Updated: Sep 18
During the Great Migration which happens around July through October, millions of wildebeests, Thomson’s gazelles, elands, topi and zebras stampede across the river and plains of Maasai Mara. People await this annual natural event and even refer to it as the “World Cup of Wildlife.” In fact, this remarkable wildebeest migration is recognized as the 7th wonder of the world. If you’re lucky enough to time your Kenya safari holiday between July and August, you’ll be able to witness the eventful and utterly intense river crossing. Why intense? Because it is no ABC for the migrants as they try to cross the river alive. The huge Nile crocodiles act like blood-curling immigration officers (except they eat you, not deport you).
Timing of the Great Wildebeest Migration
It all starts from Ngorongoro Plains which is a conserved area in Serengeti. The rainfall season
ends in April and this marks the end of their stay in Ngorongoro and the beginning of a long
journey to Kenya. During the season when they arrive at Ngorongoro the cows are pregnant and
the season is about giving birth. By April most of them are strong and set to go. Unfortunately,
most calves are never able to make it as they are too weak for the journey. Others are ready food for hyenas and wild dogs.
The strong and the mighty start the move towards the northern and southern part of Serengeti. Their sisters, the zebras, actually set the pace of the movement as they are after the tall grass while the wildebeest go for the short grass. Between June and July, the herds start entering Masai Mara National Park where there are green pastures. They join up with the smaller population in the Kenyan land and together they spend time for another thre
e months. The drama that is involved during the journey until the two parts meet is what makes the Great Wildebeest Migration.

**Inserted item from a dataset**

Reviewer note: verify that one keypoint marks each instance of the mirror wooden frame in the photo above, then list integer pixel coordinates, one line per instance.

The Drama at the Mara River Crossing
Because of the high rains, the Mara River is always overflowing with violent water from Mau
Escarpment. It is always full of crocodiles and hippos. The green grass across the Mara River is what gives the wildebeests and zebras the zest to cross it regardless of the hungry and brutal crocodiles. The scene is always a wonder and uniquely natural, one someone would want to see every other year. One brave wildebeest will jump into the water and quickly swim towards the river banks, others would follow hopping blindly into the violent water. In the process, some will get trapped into the rocks, others will get hunted by the waiting brutal crocodiles while still others will be swept off by the violent waters of River Mara.
The episodes have been photographed, captured on video and shared across the world year after year.